Économie
Société Générale rompt l’accord sur le télétravail : la colère monte chez les salariés
La banque française impose unilatéralement une limite stricte au télétravail, provoquant la grogne des syndicats et des appels à la mobilisation.
La direction de Société Générale a choisi de mettre fin brutalement à l’accord encadrant le télétravail, déclenchant une vive opposition des organisations syndicales. Les représentants du personnel dénoncent une décision arbitraire, prise sans concertation, qui réduirait drastiquement les jours de travail à distance autorisés.
Actuellement, près de 70 % des employés bénéficient d’au moins deux jours de télétravail par semaine. La nouvelle politique, défendue par la direction, plafonnerait ce droit à une seule journée, une mesure jugée inacceptable par les syndicats CFDT, CFTC et CGT. Ces derniers ont quitté la réunion de négociation en signe de protestation, qualifiant la démarche de « méprisante ».
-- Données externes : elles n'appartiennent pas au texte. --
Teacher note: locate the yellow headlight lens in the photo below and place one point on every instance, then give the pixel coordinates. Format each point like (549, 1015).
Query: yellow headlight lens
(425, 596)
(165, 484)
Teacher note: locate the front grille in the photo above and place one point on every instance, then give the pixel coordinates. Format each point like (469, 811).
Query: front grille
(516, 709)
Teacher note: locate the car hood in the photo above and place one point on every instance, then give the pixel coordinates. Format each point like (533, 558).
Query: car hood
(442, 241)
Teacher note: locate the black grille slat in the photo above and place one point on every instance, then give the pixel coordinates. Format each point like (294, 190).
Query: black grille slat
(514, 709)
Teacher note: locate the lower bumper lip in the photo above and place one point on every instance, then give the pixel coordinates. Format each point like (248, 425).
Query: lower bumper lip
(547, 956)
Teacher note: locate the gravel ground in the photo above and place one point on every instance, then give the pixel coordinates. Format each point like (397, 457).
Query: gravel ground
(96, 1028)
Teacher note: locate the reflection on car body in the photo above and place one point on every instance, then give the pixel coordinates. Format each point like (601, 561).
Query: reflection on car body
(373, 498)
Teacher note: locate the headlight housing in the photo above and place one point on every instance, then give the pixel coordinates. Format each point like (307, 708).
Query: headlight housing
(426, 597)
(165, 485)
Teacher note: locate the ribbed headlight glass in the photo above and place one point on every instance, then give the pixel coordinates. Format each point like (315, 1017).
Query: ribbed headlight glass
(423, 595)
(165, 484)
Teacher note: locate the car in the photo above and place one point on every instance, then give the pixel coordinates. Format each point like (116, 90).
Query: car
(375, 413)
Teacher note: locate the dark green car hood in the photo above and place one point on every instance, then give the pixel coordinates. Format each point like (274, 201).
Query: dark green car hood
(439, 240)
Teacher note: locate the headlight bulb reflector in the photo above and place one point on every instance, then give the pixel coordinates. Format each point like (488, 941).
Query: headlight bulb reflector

Cette décision intervient après une première alerte, lorsque la direction avait évoqué une harmonisation des règles en juin. Les syndicats avaient alors organisé une grève massivement suivie, suivie d’une opération symbolique baptisée « Tous sur site » pour démontrer les conséquences logistiques d’un retour généralisé en présentiel.
Face à ce qu’ils considèrent comme une régression sociale, les syndicats appellent désormais à intensifier la contestation. Ils soulignent également le risque pour l’image de l’entreprise, qui pourrait perdre en attractivité auprès des talents, particulièrement sensibles aux modalités de travail flexible.
La direction, contactée, a confirmé la rupture de l’accord sans fournir d’explications supplémentaires. Le climat social reste tendu, laissant présager de nouvelles tensions dans les prochaines semaines.